The EU has apparently stepped up to the plate. In an article published by the Associated Press today, Constant Brand writes that there is “virtual unanimity” among EU nations supporting Kosovo’s independence . . . except for Cyprus. Cyprus has made it crystal clear that they will not be changing their position.
Serbia’s partner in crime, Russia, like a rabid lemming, responded to EU solidarity (Russia was banking on the EU not having any solidarity . . . bad gamble) by issuing the usual threats of “consequences” for anyone that supports Kosovo independence. What are the consequences Mr. Lavrov? No oil for people during the winter again? Or maybe ordering more journalists to be shot?
‘Virtual unanimity’ among EU nations on Kosovo’s bid for independence, but Cyprus holding out
European Union foreign ministers were locked in talks Monday with lone holdout Cyprus over whether the bloc should recognize Kosovo’s drive for independence from Serbia.
Swedish Foreign Minister Carl Bildt said there was “virtual unanimity” among EU nations on supporting phased-in independence for Kosovo — but he said one member nation was refusing to back Kosovo’s sovereignty.

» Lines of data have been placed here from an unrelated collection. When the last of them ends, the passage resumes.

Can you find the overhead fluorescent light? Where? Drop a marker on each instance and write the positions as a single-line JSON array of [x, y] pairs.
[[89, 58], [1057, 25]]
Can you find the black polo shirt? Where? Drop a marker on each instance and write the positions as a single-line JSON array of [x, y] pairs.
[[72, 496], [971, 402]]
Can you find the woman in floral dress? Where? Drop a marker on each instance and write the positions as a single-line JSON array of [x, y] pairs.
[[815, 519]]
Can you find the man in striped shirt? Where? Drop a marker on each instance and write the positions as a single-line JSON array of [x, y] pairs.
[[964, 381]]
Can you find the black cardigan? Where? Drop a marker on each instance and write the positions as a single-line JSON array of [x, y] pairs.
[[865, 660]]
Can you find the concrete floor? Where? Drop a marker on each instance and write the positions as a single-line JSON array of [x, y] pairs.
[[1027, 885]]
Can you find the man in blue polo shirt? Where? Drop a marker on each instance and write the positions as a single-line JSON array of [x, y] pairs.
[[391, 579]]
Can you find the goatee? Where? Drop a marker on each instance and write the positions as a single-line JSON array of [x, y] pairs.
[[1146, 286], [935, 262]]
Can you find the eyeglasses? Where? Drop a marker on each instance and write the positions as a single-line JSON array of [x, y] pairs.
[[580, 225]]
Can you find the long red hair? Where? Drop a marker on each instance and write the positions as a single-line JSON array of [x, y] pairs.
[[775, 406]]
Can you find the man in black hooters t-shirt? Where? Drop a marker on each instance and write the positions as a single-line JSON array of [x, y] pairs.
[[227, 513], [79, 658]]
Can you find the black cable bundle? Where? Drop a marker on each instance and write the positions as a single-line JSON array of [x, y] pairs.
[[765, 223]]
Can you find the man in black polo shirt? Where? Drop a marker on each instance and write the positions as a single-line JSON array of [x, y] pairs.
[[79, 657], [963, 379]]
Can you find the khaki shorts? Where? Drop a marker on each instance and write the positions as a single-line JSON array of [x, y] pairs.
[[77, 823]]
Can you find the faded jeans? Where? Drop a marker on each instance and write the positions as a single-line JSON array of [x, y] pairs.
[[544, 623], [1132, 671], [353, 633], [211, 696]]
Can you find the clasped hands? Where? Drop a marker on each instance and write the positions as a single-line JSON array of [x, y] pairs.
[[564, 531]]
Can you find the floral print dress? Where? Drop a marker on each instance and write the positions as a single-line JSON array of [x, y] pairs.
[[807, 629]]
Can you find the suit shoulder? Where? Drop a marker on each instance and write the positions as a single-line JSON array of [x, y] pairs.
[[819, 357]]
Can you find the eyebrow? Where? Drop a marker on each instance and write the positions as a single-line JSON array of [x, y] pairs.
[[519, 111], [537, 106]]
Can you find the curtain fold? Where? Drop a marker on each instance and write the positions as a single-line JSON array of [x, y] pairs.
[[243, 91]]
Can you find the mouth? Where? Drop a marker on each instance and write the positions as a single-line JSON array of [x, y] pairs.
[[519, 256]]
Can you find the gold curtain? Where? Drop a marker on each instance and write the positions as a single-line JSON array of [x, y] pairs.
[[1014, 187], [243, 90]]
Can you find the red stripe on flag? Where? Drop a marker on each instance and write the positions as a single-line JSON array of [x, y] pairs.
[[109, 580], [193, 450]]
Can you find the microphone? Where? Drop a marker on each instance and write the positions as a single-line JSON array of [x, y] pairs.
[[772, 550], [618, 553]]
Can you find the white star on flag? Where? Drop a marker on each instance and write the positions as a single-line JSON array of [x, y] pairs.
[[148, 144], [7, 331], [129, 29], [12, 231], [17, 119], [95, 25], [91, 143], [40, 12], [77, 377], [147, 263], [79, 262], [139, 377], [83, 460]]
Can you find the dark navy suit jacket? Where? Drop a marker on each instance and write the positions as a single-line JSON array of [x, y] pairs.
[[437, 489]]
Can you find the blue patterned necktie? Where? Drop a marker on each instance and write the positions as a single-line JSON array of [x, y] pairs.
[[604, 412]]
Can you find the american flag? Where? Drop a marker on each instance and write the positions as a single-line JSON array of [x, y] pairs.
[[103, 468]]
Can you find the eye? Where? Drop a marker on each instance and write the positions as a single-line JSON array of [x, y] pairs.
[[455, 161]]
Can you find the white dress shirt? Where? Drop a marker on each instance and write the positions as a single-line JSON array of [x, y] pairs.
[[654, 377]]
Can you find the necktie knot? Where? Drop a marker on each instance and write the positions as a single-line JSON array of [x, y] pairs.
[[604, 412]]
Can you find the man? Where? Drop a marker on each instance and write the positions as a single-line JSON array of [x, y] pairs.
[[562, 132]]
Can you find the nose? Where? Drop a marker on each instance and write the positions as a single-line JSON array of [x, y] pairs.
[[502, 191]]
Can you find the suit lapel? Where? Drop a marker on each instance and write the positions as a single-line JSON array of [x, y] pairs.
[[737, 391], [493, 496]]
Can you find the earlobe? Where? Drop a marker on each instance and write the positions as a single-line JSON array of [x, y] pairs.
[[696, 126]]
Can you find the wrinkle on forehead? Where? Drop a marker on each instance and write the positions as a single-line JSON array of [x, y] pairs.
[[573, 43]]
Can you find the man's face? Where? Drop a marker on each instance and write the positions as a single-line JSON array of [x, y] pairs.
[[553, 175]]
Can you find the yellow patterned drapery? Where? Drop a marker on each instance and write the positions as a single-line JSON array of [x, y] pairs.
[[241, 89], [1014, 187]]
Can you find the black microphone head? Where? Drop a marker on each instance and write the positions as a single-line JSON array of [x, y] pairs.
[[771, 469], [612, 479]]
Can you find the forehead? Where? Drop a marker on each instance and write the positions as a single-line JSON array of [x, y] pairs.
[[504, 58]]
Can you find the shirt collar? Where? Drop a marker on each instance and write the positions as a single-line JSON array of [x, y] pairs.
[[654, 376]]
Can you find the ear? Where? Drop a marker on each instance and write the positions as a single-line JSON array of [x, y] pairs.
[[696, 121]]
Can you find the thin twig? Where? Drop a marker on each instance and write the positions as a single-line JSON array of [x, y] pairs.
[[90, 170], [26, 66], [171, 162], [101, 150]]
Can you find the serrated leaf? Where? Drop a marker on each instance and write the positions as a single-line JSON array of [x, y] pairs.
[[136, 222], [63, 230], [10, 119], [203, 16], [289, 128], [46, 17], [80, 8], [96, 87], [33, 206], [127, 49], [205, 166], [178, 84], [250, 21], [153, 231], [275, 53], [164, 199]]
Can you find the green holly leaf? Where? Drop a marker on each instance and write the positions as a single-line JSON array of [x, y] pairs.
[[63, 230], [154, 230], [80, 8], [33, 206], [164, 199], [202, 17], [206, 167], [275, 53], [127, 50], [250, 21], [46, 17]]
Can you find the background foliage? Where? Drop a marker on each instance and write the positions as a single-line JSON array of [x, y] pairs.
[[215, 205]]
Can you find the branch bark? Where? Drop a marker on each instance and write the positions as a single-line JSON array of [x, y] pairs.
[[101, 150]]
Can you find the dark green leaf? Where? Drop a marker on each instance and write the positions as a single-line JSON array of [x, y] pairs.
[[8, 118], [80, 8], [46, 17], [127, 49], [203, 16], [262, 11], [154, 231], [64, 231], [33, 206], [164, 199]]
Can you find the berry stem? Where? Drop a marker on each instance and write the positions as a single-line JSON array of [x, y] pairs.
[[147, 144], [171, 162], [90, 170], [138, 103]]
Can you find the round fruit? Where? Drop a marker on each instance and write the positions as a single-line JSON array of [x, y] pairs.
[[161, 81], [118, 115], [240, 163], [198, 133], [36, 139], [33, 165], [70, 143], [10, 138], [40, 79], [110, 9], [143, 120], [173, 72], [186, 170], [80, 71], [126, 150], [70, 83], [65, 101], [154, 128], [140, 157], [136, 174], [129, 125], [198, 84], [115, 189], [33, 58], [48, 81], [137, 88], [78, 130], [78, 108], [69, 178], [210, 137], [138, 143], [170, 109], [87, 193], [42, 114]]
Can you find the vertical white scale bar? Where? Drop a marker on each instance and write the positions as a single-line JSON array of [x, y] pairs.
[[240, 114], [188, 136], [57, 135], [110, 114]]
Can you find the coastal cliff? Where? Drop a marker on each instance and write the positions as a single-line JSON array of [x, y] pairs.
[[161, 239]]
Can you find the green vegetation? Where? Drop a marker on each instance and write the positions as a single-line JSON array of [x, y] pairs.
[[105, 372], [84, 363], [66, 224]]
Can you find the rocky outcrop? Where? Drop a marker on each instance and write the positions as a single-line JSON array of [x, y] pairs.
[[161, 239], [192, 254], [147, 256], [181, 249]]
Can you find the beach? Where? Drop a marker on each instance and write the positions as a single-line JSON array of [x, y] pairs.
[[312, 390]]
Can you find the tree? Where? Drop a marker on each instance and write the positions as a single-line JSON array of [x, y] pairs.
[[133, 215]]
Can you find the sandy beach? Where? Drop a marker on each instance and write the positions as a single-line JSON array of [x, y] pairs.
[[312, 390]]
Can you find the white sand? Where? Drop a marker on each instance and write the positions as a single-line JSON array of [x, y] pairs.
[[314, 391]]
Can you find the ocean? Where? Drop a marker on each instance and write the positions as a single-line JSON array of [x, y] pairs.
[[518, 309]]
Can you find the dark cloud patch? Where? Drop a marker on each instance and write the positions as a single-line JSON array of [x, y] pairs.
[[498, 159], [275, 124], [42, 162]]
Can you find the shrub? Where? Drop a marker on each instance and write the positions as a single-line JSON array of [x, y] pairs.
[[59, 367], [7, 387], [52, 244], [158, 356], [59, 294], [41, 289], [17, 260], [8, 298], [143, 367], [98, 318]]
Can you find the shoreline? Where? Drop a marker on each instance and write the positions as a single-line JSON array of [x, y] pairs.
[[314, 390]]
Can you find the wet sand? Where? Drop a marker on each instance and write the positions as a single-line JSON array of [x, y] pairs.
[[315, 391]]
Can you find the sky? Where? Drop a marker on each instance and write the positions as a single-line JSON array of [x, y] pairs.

He did not name the member, but in Nicosia, a government spokesman said Cyprus — itself a divided nation — maintains its opposition to any unilateral declaration of independence by Kosovo. In Pristina, meanwhile, officials said Kosovo would declare independence well before May — and pressed EU ministers to agree to back it bid for sovereignty.
EU foreign ministers were discussing the bloc’s stance on Kosovo on Monday in the wake of failure by international mediators to negotiate a compromise on Kosovo’s future status by Monday’s U.N. deadline. Serbiahas rejected a proposal for phased-in, supervised statehood for Kosovo, a region it considers its historic homeland. The foreign minister of Russia, Serbia’s traditional ally, warned of the consequences of a unilateral declaration of independence by Kosovo’s ethnic Albanians.
“I would like to stress that in the event that Kosovo unilaterally declares independence, and that independence is recognized, this will not be without consequences,” Sergey Lavrov said after talks with Cyprus’ president Monday. Lavrov, who is to meet with EU foreign ministers later Monday, has accused the West of encouraging Kosovo to declare independence, a move he has said would rekindle hostilities in the province and erode global stability. Earlier, several EU nations — including Spain, Slovakia, Greece and Romania — had expressed fears that backing Kosovo’s bid could set an international precedent and boost separatist sentiments across Europe. But they indicated Monday that they were willing support the province — even without a U.N. Security Council resolution, officials said.
“Most of all the countries would have liked that to be the case, but if that is not the case, we will have to move forward,” Bildt said.